Pair Corralation between Fisher Small and Mid Cap

Assuming the 90 days horizon Fisher Small Cap is expected to generate 1.33 times more return on investment than Mid Cap. However, Fisher Small is 1.33 times more volatile than Mid Cap Value Profund. It trades about 0.16 of its potential returns per unit of risk. Mid Cap Value Profund is currently generating about 0.18 per unit of risk. If you would invest  1,176  in Fisher Small Cap on September 12, 2024 and sell it today you would earn a total of  151.00  from holding Fisher Small Cap or generate 12.84% return on investment over 90 days.
Time Period3 Months [change]
DirectionMoves Together 
StrengthVery Strong
Accuracy100.0%
ValuesDaily Returns

Fisher Small Cap  vs.  Mid Cap Value Profund

 Performance 
       Timeline  
Fisher Small Cap 

Risk-Adjusted Performance

12 of 100

 
Weak
 
Strong
Good
Compared to the overall equity markets, risk-adjusted returns on investments in Fisher Small Cap are ranked lower than 12 (%) of all funds and portfolios of funds over the last 90 days. In spite of fairly weak fundamental indicators, Fisher Small may actually be approaching a critical reversion point that can send shares even higher in January 2025.
Mid Cap Value 

Risk-Adjusted Performance

14 of 100

 
Weak
 
Strong
Good
Compared to the overall equity markets, risk-adjusted returns on investments in Mid Cap Value Profund are ranked lower than 14 (%) of all funds and portfolios of funds over the last 90 days.
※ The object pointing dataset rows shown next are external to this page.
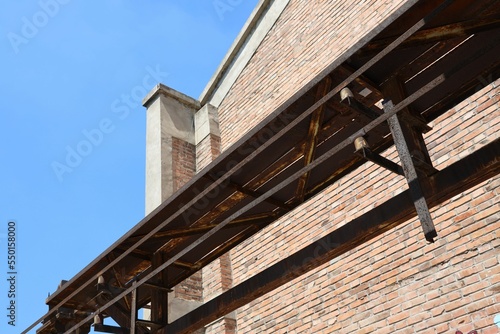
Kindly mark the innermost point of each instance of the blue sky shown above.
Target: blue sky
(72, 130)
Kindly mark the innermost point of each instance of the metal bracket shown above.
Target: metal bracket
(411, 175)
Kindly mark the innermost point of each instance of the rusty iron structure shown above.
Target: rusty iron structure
(421, 61)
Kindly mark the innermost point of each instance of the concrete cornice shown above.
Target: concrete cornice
(262, 19)
(161, 89)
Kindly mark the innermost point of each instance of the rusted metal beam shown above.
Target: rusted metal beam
(164, 215)
(411, 175)
(110, 329)
(369, 155)
(462, 175)
(393, 90)
(312, 138)
(159, 299)
(422, 91)
(133, 310)
(437, 34)
(194, 230)
(255, 194)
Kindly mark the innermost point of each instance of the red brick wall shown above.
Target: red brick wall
(184, 168)
(308, 36)
(397, 283)
(207, 150)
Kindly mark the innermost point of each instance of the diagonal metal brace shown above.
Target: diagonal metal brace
(411, 175)
(368, 154)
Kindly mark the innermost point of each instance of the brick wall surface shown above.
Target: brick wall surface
(396, 283)
(308, 36)
(183, 169)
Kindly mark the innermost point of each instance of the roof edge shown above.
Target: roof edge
(258, 19)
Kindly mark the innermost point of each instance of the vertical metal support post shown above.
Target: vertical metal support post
(411, 175)
(133, 310)
(159, 298)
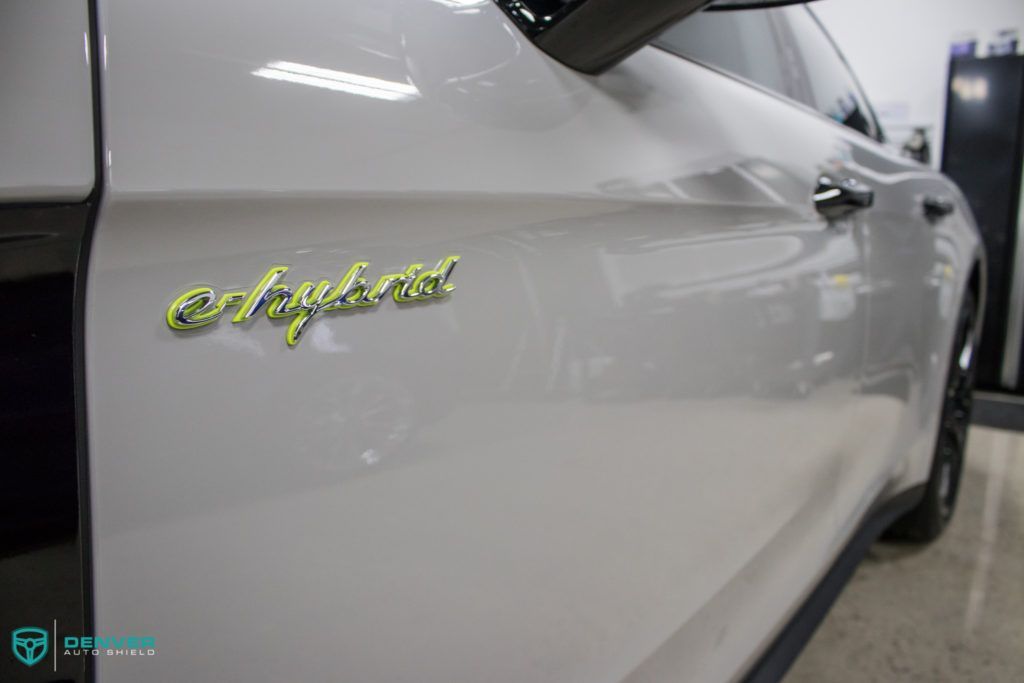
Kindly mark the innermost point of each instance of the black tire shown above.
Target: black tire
(926, 522)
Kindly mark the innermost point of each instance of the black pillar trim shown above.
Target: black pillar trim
(45, 528)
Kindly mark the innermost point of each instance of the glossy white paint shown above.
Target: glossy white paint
(45, 101)
(624, 449)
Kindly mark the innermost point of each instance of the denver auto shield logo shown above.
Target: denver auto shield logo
(30, 644)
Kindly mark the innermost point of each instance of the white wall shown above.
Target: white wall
(900, 51)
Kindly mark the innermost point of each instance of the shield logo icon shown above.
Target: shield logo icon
(30, 644)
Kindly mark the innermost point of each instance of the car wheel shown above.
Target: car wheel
(926, 521)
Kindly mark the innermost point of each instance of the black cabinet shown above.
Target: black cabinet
(981, 152)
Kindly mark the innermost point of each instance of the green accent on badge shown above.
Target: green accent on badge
(202, 305)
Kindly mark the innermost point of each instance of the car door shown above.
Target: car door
(908, 278)
(610, 451)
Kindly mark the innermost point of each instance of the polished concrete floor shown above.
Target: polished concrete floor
(949, 611)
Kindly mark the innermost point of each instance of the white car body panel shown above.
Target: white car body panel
(660, 397)
(46, 108)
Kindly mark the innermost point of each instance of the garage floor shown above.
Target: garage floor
(949, 611)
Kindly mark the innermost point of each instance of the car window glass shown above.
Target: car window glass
(830, 87)
(740, 42)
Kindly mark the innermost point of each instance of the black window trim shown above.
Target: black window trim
(881, 139)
In spite of fairly weak basic indicators, Mid Cap may actually be approaching a critical reversion point that can send shares even higher in January 2025.

Fisher Small and Mid Cap Volatility Contrast

   Predicted Return Density   
       Returns  

Pair Trading with Fisher Small and Mid Cap

The main advantage of trading using opposite Fisher Small and Mid Cap positions is that it hedges away some unsystematic risk. Because of two separate transactions, even if Fisher Small position performs unexpectedly, Mid Cap can make up some of the losses. Pair trading also minimizes risk from directional movements in the market. For example, if an entire industry or sector drops because of unexpected headlines, the short position in Mid Cap will offset losses from the drop in Mid Cap's long position.
The idea behind Fisher Small Cap and Mid Cap Value Profund pairs trading is to make the combined position market-neutral, meaning the overall market's direction will not affect its win or loss (or potential downside or upside). This can be achieved by designing a pairs trade with two highly correlated stocks or equities that operate in a similar space or sector, making it possible to obtain profits through simple and relatively low-risk investment.
Check out your portfolio center.
Note that this page's information should be used as a complementary analysis to find the right mix of equity instruments to add to your existing portfolios or create a brand new portfolio. You can also try the Performance Analysis module to check effects of mean-variance optimization against your current asset allocation.